Agora em julho o ministro Amorim trouxe a público as linhas mestras do posicionamento do Brasil na negociação da Alca, aprovadas pelo presidente da República e que já haviam sido objeto de estreita consulta com os demais integrantes do Mercosul e expostas aos EUA e a outros governos de países participantes da negociação. Esse posicionamento foi explicado por Amorim em artigos publicados na imprensa ("A Alca possível", Folha, 8 de julho; e "Comercio y desarrollo: qué Alca es posible?", "Clarín", 1º de agosto) e, na última segunda-feira, em entrevista ao programa "Roda Viva", da TV Cultura.
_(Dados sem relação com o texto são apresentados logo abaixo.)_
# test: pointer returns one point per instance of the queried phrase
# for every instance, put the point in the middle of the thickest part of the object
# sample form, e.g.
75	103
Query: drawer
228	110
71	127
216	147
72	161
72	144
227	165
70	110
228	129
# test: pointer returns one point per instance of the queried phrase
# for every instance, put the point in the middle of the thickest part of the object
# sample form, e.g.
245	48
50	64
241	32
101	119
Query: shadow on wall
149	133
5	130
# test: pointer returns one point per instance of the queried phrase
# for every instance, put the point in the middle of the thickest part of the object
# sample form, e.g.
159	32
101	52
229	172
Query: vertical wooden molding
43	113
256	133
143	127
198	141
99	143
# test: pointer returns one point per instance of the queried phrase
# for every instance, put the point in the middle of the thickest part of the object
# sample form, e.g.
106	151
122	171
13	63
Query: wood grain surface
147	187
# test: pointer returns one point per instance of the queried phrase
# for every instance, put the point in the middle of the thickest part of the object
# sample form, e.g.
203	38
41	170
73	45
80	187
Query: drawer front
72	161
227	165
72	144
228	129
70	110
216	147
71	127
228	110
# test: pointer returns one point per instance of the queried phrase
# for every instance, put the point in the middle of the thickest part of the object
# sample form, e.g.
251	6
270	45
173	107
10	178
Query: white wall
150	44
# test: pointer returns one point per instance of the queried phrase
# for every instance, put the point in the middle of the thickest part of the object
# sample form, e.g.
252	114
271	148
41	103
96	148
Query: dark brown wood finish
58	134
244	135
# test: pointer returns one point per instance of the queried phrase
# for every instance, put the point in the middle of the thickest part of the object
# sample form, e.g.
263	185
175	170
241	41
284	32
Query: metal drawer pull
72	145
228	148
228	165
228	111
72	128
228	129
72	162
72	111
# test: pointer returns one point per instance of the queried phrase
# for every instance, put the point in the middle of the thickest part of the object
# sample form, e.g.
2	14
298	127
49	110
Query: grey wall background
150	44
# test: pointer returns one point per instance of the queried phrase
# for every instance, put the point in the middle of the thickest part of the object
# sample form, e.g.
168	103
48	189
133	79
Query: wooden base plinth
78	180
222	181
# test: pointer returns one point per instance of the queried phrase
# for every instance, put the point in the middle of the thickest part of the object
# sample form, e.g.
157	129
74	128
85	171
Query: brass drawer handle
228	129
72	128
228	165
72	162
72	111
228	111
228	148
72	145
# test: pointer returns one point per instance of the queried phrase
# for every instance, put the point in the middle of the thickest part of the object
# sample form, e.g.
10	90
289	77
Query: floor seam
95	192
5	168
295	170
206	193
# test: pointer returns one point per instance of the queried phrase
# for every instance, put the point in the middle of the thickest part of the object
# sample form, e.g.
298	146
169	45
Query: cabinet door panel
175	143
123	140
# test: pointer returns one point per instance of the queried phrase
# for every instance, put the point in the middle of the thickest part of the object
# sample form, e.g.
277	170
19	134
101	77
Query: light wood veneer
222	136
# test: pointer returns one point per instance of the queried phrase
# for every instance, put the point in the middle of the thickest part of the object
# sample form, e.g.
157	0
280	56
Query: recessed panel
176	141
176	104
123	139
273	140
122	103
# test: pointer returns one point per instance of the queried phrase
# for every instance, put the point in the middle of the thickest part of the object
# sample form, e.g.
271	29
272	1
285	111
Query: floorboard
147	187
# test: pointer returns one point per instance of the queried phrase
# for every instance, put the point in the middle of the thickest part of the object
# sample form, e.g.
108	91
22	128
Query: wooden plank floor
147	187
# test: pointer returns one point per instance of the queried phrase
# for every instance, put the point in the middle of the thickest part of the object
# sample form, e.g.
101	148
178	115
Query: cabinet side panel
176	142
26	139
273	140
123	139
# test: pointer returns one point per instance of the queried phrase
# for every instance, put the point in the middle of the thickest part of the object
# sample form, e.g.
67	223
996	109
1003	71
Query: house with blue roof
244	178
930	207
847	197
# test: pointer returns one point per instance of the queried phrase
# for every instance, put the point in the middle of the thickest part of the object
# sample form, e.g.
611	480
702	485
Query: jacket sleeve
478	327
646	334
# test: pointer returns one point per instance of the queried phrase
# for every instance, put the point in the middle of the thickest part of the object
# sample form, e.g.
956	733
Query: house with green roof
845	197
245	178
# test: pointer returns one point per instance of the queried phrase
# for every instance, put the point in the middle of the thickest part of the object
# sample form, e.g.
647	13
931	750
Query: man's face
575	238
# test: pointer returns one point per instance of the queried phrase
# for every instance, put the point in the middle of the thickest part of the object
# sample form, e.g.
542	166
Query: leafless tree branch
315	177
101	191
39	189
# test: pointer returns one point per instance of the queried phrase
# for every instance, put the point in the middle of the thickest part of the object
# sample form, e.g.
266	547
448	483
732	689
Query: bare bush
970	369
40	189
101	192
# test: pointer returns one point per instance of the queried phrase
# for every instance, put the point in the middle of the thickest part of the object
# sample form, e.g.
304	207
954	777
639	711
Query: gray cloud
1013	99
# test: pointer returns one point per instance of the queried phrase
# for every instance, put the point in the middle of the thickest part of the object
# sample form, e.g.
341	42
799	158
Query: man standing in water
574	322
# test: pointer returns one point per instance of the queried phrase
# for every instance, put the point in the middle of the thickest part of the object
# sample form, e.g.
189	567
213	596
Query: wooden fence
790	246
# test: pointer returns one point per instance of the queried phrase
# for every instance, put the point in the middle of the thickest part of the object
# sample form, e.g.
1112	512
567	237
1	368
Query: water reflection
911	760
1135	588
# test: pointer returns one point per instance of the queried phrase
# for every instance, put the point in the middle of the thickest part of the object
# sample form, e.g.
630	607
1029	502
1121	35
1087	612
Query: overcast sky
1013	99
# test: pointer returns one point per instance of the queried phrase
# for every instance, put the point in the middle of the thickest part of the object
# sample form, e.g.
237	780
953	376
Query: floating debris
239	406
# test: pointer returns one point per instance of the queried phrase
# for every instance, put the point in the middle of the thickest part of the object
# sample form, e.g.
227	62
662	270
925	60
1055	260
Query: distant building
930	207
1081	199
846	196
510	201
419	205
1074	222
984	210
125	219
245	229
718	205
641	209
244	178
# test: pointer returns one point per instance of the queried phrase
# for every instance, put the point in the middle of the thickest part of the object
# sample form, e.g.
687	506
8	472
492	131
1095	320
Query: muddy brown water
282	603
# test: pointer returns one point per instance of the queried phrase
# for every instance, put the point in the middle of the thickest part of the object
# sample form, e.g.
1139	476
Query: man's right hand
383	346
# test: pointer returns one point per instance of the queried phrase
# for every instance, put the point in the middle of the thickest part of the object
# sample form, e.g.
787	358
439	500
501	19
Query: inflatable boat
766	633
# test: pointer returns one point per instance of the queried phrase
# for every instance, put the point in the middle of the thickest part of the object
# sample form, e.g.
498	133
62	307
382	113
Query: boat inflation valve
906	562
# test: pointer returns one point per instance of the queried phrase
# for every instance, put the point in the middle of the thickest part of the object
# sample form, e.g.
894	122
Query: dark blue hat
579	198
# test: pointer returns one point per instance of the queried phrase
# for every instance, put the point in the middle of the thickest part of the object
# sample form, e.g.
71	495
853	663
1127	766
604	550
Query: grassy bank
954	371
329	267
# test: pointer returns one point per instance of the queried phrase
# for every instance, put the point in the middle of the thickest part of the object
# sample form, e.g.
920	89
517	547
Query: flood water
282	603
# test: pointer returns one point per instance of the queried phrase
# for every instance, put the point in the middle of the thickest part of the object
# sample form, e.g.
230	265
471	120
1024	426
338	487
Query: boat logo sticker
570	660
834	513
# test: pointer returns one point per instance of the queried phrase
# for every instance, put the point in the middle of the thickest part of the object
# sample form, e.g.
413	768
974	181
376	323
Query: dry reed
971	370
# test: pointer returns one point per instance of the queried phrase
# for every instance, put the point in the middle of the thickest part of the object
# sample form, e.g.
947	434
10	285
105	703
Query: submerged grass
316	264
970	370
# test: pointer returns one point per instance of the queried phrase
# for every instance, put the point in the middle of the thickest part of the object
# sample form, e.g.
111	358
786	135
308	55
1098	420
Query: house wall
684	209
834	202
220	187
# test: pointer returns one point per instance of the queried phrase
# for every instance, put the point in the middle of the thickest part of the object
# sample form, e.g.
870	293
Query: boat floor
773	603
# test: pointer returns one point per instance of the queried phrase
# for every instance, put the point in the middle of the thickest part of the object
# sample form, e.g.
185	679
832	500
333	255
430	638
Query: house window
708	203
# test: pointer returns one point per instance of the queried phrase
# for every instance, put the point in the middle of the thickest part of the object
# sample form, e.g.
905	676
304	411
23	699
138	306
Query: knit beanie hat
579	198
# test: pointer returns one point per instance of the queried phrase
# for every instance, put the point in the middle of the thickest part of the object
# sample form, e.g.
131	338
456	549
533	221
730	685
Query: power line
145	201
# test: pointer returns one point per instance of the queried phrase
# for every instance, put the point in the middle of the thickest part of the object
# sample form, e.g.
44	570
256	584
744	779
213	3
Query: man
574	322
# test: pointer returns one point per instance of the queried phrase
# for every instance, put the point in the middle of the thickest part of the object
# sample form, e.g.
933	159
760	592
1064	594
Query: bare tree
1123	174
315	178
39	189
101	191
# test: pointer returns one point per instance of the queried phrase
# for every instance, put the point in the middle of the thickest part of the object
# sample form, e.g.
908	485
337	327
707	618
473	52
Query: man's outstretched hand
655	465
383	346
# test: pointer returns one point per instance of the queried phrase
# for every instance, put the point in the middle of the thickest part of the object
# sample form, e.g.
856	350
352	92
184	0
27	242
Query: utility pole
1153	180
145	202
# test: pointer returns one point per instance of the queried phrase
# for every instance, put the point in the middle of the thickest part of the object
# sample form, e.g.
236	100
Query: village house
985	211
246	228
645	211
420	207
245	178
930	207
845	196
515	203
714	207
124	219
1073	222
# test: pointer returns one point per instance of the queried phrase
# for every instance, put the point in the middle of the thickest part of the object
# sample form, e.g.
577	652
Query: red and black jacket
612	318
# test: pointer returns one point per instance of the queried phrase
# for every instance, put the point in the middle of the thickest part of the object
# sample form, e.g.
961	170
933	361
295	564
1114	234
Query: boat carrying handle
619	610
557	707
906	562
O novo enfoque distribui os tópicos da negociação em três "trilhos". No primeiro trilho, na negociação 4 + 1 entre o Mercosul e os EUA seria tratada a substância dos temas de acesso a mercados em bens e, de forma limitada, em serviços e investimentos. O segundo trilho, a negociação da Alca, envolvendo 34 países, visaria a definição de uma espécie de "acordo quadro", que abordaria elementos básicos como solução de controvérsias, tratamento especial para países em desenvolvimento, fundos de compensação, regras fitossanitárias e facilitação de comércio. Para um terceiro trilho, a negociação multilateral na OMC, seriam transferidas questões sensíveis para o Brasil, como a parte normativa de propriedade intelectual, serviços, investimentos e compras governamentais.
Trata-se de uma manobra engenhosa, que representa uma mudança significativa na abordagem do problema. Pela primeira vez desde que a Alca foi lançada, em fins de 1994, o Brasil questiona a estrutura da negociação. Percebe-se sem maior dificuldade que o novo enfoque implica um grande esvaziamento da Alca, uma vez que transfere os assuntos mais importantes para o primeiro e o terceiro "trilhos".
Os EUA não devem ter gostado, evidentemente. Mas ficaram em posição desconfortável.
Afinal, o posicionamento do Brasil se apóia em atitudes e precedentes estabelecidos pelo próprio governo dos EUA. Quem fragmentou a Alca foram os EUA, ao negociarem acordo bilateral de livre comércio com o Chile, iniciarem negociações separadas com os países da América Central e apresentarem, no âmbito da Alca, propostas diferenciadas de abertura do seu mercado, reservando tratamento mais desfavorável para os países do Mercosul. Ao propor a transferência para a OMC de diversos temas sensíveis para o Brasil, o governo brasileiro está apenas seguindo o exemplo dos EUA, que remetem para o âmbito multilateral os temas sensíveis para eles, como agricultura e antidumping.
Na semana passada, a embaixadora americana no Brasil, Donna Hrinak, afirmou que as negociações da Alca estão passando por um "período crítico". Indagada sobre a hipótese de uma "Alca mínima", que excluiria questões controvertidas, a embaixadora declarou que "é umas das propostas que vamos considerar".
O enfoque sugerido pelo Brasil tem chances de prosperar? Creio que sim. A proposta foi bem pensada e bem apresentada. O resultado vai depender obviamente das reações dos outros países participantes da negociação da Alca, especialmente dos EUA.
Outra variável fundamental, leitor, é a "quinta-coluna", sempre muito ativa no Brasil...
Volto ao assunto em outra oportunidade.


Paulo Nogueira Batista Jr., 48, economista, pesquisador visitante do Instituto de Estudos Avançados da USP e professor da FGV-EAESP, escreve às quintas-feiras nesta coluna. É autor do livro "A Economia como Ela É..." (Boitempo Editorial, 3ª edição, 2002).